En Commission de la santé de la Chambre, la députée fédérale MR Victoria Vandeberg a interrogé le ministre Frank Vandenbroucke sur la reconnaissance de certains cancers des pompiers comme maladies professionnelles.

Le constat est connu depuis des années. Les pompiers, professionnels comme volontaires, sont exposés de manière répétée à des fumées toxiques et à des substances cancérogènes, y compris après les interventions via des équipements contaminés. Les effets peuvent apparaître des décennies plus tard.

Si certains cancers figurent déjà pour certains types d’expositions (amiante, poussières de bois, etc.), il n’y a pas encore de liste claire et spécifique de cancers “présumés professionnels” pour les pompiers. « Un pompier atteint d’un cancer doit aujourd’hui introduire un dossier individuel et prouver le lien avec son métier, ce qui est juridiquement et médicalement très lourd et très difficile, » explique Victoria Vandeberg.

En 2019, déjà, un symposium national organisé par le SPF Intérieur mettait en évidence une surincidence de certains cancers chez les pompiers et appelait à adapter la législation. Depuis, les preuves se sont renforcées : en 2022, le Centre international de recherche sur le cancer (OMS) a classé le métier de pompier comme cancérogène pour l’homme.

« Les constats sont posés depuis longtemps. Des experts internationaux recommandaient déjà d’agir en 2019. Pendant ce temps, d’autres pays, comme la France, ont avancé.
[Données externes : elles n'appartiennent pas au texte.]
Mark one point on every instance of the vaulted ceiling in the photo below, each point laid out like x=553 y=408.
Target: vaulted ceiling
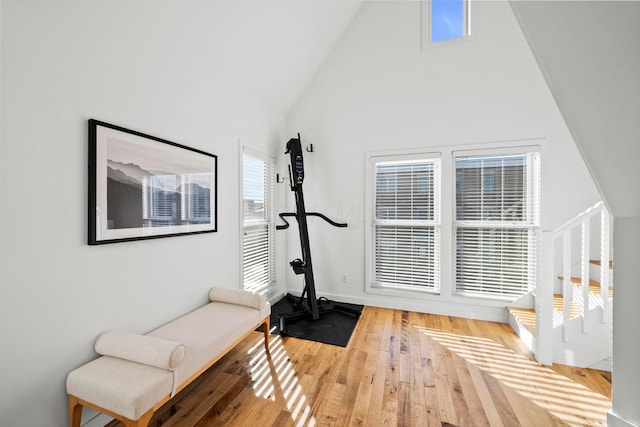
x=589 y=53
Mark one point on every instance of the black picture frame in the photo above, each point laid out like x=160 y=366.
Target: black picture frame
x=145 y=187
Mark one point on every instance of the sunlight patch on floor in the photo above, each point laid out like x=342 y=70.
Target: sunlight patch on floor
x=274 y=378
x=571 y=402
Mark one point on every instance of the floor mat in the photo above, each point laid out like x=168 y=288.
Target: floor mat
x=333 y=327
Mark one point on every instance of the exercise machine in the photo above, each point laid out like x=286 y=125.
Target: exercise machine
x=307 y=305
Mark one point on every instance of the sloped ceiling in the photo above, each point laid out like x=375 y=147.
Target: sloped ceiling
x=277 y=46
x=589 y=53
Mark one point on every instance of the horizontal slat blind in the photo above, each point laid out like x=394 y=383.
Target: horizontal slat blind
x=407 y=228
x=496 y=224
x=257 y=243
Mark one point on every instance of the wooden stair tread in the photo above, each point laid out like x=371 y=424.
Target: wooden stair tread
x=594 y=285
x=598 y=262
x=527 y=316
x=575 y=309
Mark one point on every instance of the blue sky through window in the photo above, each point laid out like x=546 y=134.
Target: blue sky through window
x=447 y=19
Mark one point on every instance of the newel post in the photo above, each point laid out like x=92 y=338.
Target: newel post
x=544 y=301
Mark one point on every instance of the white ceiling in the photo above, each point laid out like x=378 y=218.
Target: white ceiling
x=589 y=53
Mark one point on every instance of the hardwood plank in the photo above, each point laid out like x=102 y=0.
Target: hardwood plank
x=400 y=368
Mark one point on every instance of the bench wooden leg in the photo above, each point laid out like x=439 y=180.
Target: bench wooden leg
x=143 y=421
x=267 y=325
x=75 y=412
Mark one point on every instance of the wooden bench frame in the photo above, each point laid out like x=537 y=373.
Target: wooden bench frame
x=76 y=404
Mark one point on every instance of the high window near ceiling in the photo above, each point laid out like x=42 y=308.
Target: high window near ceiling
x=445 y=20
x=258 y=256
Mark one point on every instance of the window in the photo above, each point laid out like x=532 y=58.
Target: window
x=406 y=223
x=496 y=224
x=445 y=19
x=257 y=234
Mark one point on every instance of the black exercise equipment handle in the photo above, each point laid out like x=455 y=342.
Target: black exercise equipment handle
x=286 y=223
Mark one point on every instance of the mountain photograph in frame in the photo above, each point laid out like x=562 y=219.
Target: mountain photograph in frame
x=144 y=187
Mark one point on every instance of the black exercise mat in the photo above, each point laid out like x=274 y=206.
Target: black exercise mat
x=333 y=327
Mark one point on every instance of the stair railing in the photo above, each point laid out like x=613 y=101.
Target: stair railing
x=546 y=319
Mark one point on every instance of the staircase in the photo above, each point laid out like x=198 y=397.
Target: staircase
x=567 y=318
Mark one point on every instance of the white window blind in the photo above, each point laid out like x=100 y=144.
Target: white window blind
x=407 y=224
x=496 y=226
x=257 y=240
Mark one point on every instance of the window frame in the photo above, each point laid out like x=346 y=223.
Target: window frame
x=373 y=159
x=269 y=164
x=470 y=14
x=532 y=223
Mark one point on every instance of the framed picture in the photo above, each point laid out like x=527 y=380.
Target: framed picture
x=144 y=187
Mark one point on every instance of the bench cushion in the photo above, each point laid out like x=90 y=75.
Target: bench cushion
x=151 y=351
x=206 y=333
x=121 y=386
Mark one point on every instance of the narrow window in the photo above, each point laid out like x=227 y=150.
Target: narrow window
x=257 y=234
x=446 y=19
x=496 y=224
x=406 y=225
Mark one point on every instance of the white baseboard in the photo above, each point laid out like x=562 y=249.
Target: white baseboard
x=615 y=421
x=444 y=308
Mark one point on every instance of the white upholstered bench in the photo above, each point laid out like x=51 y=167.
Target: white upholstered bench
x=136 y=374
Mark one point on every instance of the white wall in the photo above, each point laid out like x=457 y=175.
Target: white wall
x=204 y=74
x=379 y=91
x=588 y=52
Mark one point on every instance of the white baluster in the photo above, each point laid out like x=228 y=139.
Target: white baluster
x=544 y=302
x=585 y=272
x=566 y=284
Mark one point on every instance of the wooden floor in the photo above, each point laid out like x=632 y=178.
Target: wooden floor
x=400 y=368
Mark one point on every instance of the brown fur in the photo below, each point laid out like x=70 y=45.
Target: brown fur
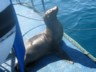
x=46 y=42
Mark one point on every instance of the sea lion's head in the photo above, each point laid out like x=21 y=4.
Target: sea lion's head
x=50 y=14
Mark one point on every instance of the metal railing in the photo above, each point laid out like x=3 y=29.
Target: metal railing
x=32 y=4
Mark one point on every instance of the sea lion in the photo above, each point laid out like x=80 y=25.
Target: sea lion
x=46 y=42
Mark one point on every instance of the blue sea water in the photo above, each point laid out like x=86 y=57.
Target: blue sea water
x=78 y=18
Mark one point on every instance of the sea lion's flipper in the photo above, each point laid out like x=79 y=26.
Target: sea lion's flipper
x=62 y=54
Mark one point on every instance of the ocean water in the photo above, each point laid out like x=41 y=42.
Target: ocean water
x=78 y=18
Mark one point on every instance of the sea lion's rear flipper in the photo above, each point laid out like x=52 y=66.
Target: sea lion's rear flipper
x=62 y=54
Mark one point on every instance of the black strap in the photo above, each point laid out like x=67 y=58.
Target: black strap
x=7 y=20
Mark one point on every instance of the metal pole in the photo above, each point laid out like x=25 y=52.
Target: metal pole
x=43 y=4
x=32 y=4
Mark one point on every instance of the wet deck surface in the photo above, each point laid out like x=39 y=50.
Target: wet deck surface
x=50 y=63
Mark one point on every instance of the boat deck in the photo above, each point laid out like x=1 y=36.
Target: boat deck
x=28 y=19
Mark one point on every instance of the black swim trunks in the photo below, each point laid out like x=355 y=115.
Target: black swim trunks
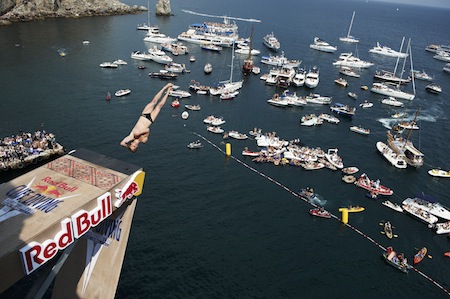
x=148 y=116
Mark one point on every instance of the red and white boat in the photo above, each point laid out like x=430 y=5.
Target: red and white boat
x=350 y=170
x=175 y=103
x=247 y=152
x=319 y=212
x=420 y=255
x=374 y=187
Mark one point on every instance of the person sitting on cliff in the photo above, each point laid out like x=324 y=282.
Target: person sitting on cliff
x=141 y=129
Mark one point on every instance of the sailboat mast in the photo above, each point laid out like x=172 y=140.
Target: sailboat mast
x=351 y=24
x=404 y=61
x=412 y=67
x=398 y=58
x=148 y=13
x=232 y=62
x=251 y=42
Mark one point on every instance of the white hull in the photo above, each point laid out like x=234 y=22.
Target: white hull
x=390 y=155
x=433 y=208
x=386 y=90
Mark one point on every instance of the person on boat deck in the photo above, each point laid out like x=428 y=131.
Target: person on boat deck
x=141 y=129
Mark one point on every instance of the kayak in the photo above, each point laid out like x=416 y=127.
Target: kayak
x=392 y=259
x=420 y=255
x=388 y=229
x=320 y=213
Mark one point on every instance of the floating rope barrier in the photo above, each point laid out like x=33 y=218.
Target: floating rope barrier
x=437 y=284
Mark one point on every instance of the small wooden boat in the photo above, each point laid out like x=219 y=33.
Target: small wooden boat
x=122 y=92
x=360 y=130
x=398 y=115
x=420 y=255
x=320 y=212
x=216 y=130
x=193 y=107
x=249 y=153
x=352 y=95
x=390 y=256
x=341 y=81
x=175 y=103
x=366 y=104
x=388 y=230
x=349 y=179
x=392 y=205
x=195 y=144
x=350 y=170
x=439 y=173
x=373 y=186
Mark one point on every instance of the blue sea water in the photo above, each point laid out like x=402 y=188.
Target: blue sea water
x=207 y=226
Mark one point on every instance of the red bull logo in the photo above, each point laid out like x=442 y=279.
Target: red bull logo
x=35 y=254
x=132 y=188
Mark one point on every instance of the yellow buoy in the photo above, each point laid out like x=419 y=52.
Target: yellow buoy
x=228 y=149
x=344 y=212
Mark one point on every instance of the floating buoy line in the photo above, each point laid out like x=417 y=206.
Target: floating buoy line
x=437 y=284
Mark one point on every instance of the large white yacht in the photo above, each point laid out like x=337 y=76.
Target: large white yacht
x=312 y=77
x=323 y=46
x=347 y=59
x=280 y=60
x=386 y=51
x=158 y=38
x=391 y=90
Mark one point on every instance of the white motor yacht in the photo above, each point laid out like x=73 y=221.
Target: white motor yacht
x=392 y=90
x=141 y=55
x=323 y=46
x=280 y=60
x=347 y=59
x=391 y=101
x=397 y=160
x=386 y=51
x=159 y=56
x=271 y=42
x=158 y=38
x=312 y=78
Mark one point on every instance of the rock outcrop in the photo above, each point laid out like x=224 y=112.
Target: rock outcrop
x=163 y=8
x=28 y=10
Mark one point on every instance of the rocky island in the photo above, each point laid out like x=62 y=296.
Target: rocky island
x=28 y=10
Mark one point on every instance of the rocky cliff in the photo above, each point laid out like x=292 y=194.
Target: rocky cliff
x=28 y=10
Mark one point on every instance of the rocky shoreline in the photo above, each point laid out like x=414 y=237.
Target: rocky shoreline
x=39 y=10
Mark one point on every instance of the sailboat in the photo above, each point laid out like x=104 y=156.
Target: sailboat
x=391 y=76
x=392 y=89
x=405 y=147
x=349 y=38
x=147 y=26
x=248 y=65
x=228 y=85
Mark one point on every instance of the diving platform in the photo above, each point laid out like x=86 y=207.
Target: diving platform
x=68 y=223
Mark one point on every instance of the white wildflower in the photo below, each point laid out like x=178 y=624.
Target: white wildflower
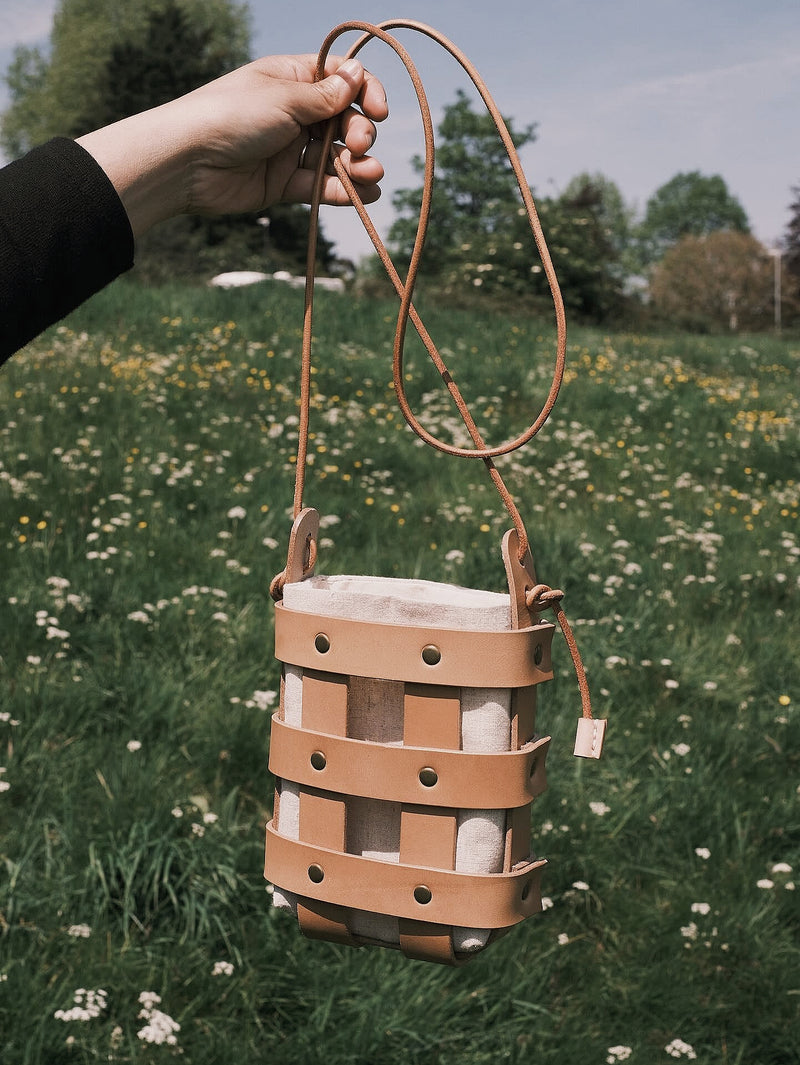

Nous ne pouvons plus attendre, » insiste Victoria Vandeberg.

Le ministre a confirmé que les travaux sont en cours au sein de Fedris. Sur base de la monographie 132 du CIRC, une analyse scientifique approfondie a été menée en 2025 afin d’identifier les substances cancérigènes en cause et les conditions d’exposition à risque. Les commissions médicales travaillent désormais à définir les critères belges d’exposition, préalable indispensable à une reconnaissance officielle.

Pour la députée, ces avancées doivent maintenant se traduire concrètement.

« J’entends que le travail est toujours en cours, mais aussi que le nécessaire sera fait dès qu’une proposition sera soumise. Je m’en réjouis : ces constats datent de plusieurs années, et il serait utile d’avancer maintenant rapidement », conclut Victoria Vandeberg, qui suivra le dossier de près.